Flat Rolled Products Segment
Market Conditions – Second quarter 2016 compared to first
quarter 2016
- Sales to the oil & gas/chemical and
hydrocarbon processing industry market, consumer appliances,
automotive and construction and mining markets were higher compared
to the first quarter 2016, as manufacturing operations returned to
more normal levels following the work stoppage. Sales to the
electrical energy markets were lower, as expected, following the
idling of GOES production in the second quarter 2016. Standard
stainless (sheet and plate) products sales were almost 60% higher,
due primarily to the end of the work stoppage and operational
improvements. Sales of high-value products were slightly higher,
led by an increase in sales of Precision Rolled Strip products.

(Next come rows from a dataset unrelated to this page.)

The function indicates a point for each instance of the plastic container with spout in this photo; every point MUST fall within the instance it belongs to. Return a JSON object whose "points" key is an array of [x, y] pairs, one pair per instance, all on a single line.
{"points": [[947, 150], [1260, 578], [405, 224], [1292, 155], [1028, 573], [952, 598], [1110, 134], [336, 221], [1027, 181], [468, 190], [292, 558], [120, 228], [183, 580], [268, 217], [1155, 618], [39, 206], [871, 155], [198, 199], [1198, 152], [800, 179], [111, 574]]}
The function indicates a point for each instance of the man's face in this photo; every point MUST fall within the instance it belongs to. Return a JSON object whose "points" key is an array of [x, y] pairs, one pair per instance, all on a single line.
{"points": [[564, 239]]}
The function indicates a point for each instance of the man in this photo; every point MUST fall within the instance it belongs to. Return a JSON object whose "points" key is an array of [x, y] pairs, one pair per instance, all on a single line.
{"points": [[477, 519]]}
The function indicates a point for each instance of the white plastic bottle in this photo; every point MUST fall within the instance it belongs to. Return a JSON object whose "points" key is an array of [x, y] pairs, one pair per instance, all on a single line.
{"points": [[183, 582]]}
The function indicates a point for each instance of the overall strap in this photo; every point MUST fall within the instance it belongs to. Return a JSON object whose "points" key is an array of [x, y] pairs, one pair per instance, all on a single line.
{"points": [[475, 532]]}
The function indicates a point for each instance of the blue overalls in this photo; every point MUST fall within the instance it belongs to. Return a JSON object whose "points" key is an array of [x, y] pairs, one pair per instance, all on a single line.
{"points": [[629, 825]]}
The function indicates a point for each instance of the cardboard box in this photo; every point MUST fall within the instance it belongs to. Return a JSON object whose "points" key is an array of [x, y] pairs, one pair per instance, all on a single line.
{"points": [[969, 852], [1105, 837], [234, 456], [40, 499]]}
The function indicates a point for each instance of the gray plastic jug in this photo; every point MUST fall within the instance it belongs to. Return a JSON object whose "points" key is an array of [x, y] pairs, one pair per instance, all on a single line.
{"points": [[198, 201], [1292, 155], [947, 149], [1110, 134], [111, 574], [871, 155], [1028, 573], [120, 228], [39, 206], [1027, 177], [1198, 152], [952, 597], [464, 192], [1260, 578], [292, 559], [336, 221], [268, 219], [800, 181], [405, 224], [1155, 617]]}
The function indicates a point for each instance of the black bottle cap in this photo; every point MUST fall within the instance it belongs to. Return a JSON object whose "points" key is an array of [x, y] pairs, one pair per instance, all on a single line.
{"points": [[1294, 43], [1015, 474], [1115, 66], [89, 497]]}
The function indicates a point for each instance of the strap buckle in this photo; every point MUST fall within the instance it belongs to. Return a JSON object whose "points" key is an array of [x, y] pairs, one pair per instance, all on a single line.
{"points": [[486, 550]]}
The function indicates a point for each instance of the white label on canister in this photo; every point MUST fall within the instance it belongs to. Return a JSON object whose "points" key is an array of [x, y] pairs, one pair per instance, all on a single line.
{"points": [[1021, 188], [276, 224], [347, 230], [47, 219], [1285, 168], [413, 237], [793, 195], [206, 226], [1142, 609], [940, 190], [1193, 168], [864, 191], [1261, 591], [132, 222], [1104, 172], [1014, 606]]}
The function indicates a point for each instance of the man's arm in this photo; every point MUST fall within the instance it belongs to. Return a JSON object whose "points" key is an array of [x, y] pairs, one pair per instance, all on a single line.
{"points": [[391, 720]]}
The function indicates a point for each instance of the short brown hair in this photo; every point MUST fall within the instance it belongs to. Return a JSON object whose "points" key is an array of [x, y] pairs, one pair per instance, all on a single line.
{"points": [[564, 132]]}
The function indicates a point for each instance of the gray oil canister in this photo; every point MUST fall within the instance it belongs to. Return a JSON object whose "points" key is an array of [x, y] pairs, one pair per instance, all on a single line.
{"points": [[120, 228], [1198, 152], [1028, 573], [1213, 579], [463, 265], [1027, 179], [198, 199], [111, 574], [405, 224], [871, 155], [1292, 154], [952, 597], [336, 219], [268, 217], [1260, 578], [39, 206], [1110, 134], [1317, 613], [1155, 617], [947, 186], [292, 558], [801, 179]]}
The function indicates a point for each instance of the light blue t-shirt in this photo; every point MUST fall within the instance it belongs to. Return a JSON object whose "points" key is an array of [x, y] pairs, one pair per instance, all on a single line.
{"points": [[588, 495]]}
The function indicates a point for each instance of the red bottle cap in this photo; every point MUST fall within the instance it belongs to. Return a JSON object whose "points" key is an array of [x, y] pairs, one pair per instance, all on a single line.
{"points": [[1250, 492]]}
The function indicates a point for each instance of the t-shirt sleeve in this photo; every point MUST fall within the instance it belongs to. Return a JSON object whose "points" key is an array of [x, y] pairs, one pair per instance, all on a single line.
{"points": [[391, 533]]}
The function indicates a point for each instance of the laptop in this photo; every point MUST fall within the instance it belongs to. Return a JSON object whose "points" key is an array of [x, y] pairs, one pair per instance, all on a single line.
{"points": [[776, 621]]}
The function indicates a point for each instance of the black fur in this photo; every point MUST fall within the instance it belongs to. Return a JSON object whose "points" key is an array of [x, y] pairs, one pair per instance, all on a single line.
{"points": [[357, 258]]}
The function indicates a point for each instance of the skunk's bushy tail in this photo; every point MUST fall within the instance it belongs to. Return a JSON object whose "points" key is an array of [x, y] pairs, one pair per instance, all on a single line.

Second quarter 2016 Flat Rolled Products segment titanium
shipments, including Uniti joint venture conversion, increased 16%
compared to the first quarter 2016, although low demand levels
continued due to weak demand from global industrial markets.
International sales represented 33% of total segment sales for the
second quarter 2016.
Second quarter 2016 compared to second quarter 2015
- Sales were $312.1 million, 39% lower
than the second quarter 2015, due to lower shipments and lower
prices across all flat-rolled product categories due primarily to
the idling of production facilities for commodity stainless sheet
and GOES. Shipments of high-value products were 33% lower, led by a
78% reduction in GOES volume due to the 2016 idling of GOES
production. Shipments of standard stainless products decreased 30%.
Average selling prices decreased 8% for high-value products and 15%
for standard stainless products. Significantly lower raw material
surcharges versus year-ago levels contributed to the decline in
sales and selling prices. Flat Rolled Products segment shipment
information is presented in the attached Selected Financial Data –
Mill Products table.
- Segment operating loss was $31.8
million, or (10.2%) of sales, compared to a second quarter 2015
loss of $23.2 million, or (4.5%) of sales. Segment operating
results in 2016 were primarily driven by the lower shipment volumes
and selling prices, and also included $22.4 million of
non-recurring costs associated with the prior work stoppage as
operations returned to more normal activity levels.
Income Taxes
- The second quarter 2016 benefit for
income taxes was $25.9 million, or 62.6% of the pre-tax loss. The
first quarter 2016 benefit for income taxes was $34.2 million, or
25.9% of the pre-tax loss. On a year-to-date basis, ATI’s tax rate
was 34.6%. Changes in quarterly income tax benefits were primarily
due to revisions to projections of full year 2016 results, as well
as ATI’s inability to record a tax benefit on certain state tax
attributes.
ATI will conduct a conference call with investors and analysts
on Tuesday, July 26, 2016, at 8:30 a.m. ET to discuss the financial
results. The conference call will be broadcast, and accompanying
presentation slides will be available, at www.ATImetals.com. To
access the broadcast, click on “Conference Call”. Replay of the
conference call will be available on the ATI website.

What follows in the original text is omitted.